Decommissioning PDC (AD) results in thoughts of seppuku.

Networking, Wireless Routers (802.11 a/b/g/n/ac/ax WiFi), NAT, LAN configuration, equipment, cabling, hubs, switches, and general network discussion
Post Reply
x-guest

Decommissioning PDC (AD) results in thoughts of seppuku.

Post by x-guest »

This involves 4 DCs, we'll call them R, A, H, and Z for simplicity's sake. I'll proceed with a highly condensed backstory so as to give some potential insight into the problem, and gradually get to the problem itself. The story begins on one sunny day ten years ago with two Domain Controllers, both properly functioning (Windows Server 2003 32bit) servers. Their names are A and R. Incidentally, A held all the FSMO roles and R was considered a "BDC". One day, R catastrophically fails. The procedure to manually remove all the junk/metatada from R that had been left on A (since a proper decommissioning isn't an option on a non-booting machine) goes well. It is now as if R never even existed at all. A new machine (Windows Server 2012 R2 64bit) is brought online and promoted to a DC to take R's place. This machine is named H. So now we have A and H. No one knows if the promotion of H was perfect but all seemed well for a long time. 5 years later it was decided to remove the aging, senile, dilapidated A so as to replace it with a superior machine. A new beefcake of a box was brought online (Windows Server 2012 R2 64bit) and promoted to the status of a DC. It's name was Z. However, for reasons that seem of no importance to the reader, A was never actually decommissioned/taken off-line. So now we have A, H, and Z, all working together (or so it seemed). YET ANOTHER 5 years go by. The company has long since had financial problems, and by now has pretty much gone from 80 employees (3D designers, developers, artists, and so on) to under 9. All three DC's continue happily humming along, oblivious to the economics and politics that can so harm human-creatures... Well, the day finally comes where DCPROMO is run on A (but not before all the FSMO roles are properly moved to Z, of course). The old rust-bucket of a 2003/32bit is finally sent to the graveyard. We are now left with neither of the original servers in the beginning of the story, but only have H and Z for the domain.
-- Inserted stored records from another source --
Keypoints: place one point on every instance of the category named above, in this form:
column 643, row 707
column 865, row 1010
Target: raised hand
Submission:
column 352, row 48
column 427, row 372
Just one problem. As soon as A was finally decommissioned and taken offline on that fateful day, everything broke. H and Z report no problems (dcdiag, dcdiag /test:dns, and other tools report no issues). And YET, the entire trust of the network has gone to sh*t. Windows client machines are failing to authenticate after users login with their domain credentials (instead popping up messages that they've been logged in using a "temporary account"). It seems all machines are downshifting to NTLM authentication. When trying to access shares on other Windows machines (or the DCs themselves), users are being asked for their credentials again. Once they're entered, they can then access those shares normally, however this is NOT THE CASE with the Linux machines on the network. The shares on Linux machines can NO longer be accessed even with the proper credentials. This has likely jacked SAMBA up on those machines. Needless to say, this is a nightmare.

The question now becomes, what in the eff happened and how does one go about fixing it?
User avatar
Philip
SG VIP
Posts: 11761
Joined: Sat May 08, 1999 5:00 am
Location: Jacksonville, Florida

Post by Philip »

I am not an expert in this, but, you can try: "netdom query fmso" to make sure that the FSMO role is correctly moved to Z.. Also, you may want to run dcdiag with the /e (run against all DCs), and /v (verbose) switches to see if there is some issue that was missed.

As for the Samba shares, you can double-check the /etc/samba/smb.conf file.. but it sounds like the Linux machine is not authenticating correctly with an admin account to the Windows domain, similarly to the other clients. I believe you can test it with something like: "getent password Administrator"
x-guest

Post by x-guest »

Thanks for the reply. The good news is that all the windows clients are properly authenticating again. In fact, even the shares on the Linux machine I mentioned are now accessible (read/write) again with no problems. However, there is still something wrong at the end of the day that I think _still_ has to do with what you mentioned. Logging into the Linux machine as 'root' works normally but produces a small message "no logon servers". This of course tells me that samba is still crippled. And I know this because when attempting to try and sync files (using SVN) from the clients, the linux machine _rejects_ the attempts with the (unsurprising) error "svn: Can't connect to host 'svn' : Connection refused". To add to the already deep depression of knowing that no one is left who knows jack about linux/samba, is the fact that the Linux machine itself has gone over 3 years with no updates (since the admin responsible for it left). Basically an ancient Gentoo box with no GUI. Trying to even get simple tools like nslookup, etc. onto the machine has proven to be futile, given the micro skillset available. Needless to say, I continue to scour the Internet and various forums for answers. I suppose if anything good comes out if this, it will be a better understanding of linux/samba and how they interact with kerberos. So many pieces missing on the linux side.
User avatar
Philip
SG VIP
Posts: 11761
Joined: Sat May 08, 1999 5:00 am
Location: Jacksonville, Florida

Post by Philip »

"nano" is a good text editor in command-line under Linux... Used to be called "pico" before. You should be able to SSH/Telnet to the machine and poke around:

cd /etc/samba (change directory to /etc/samba)
ls (to list files in the directory)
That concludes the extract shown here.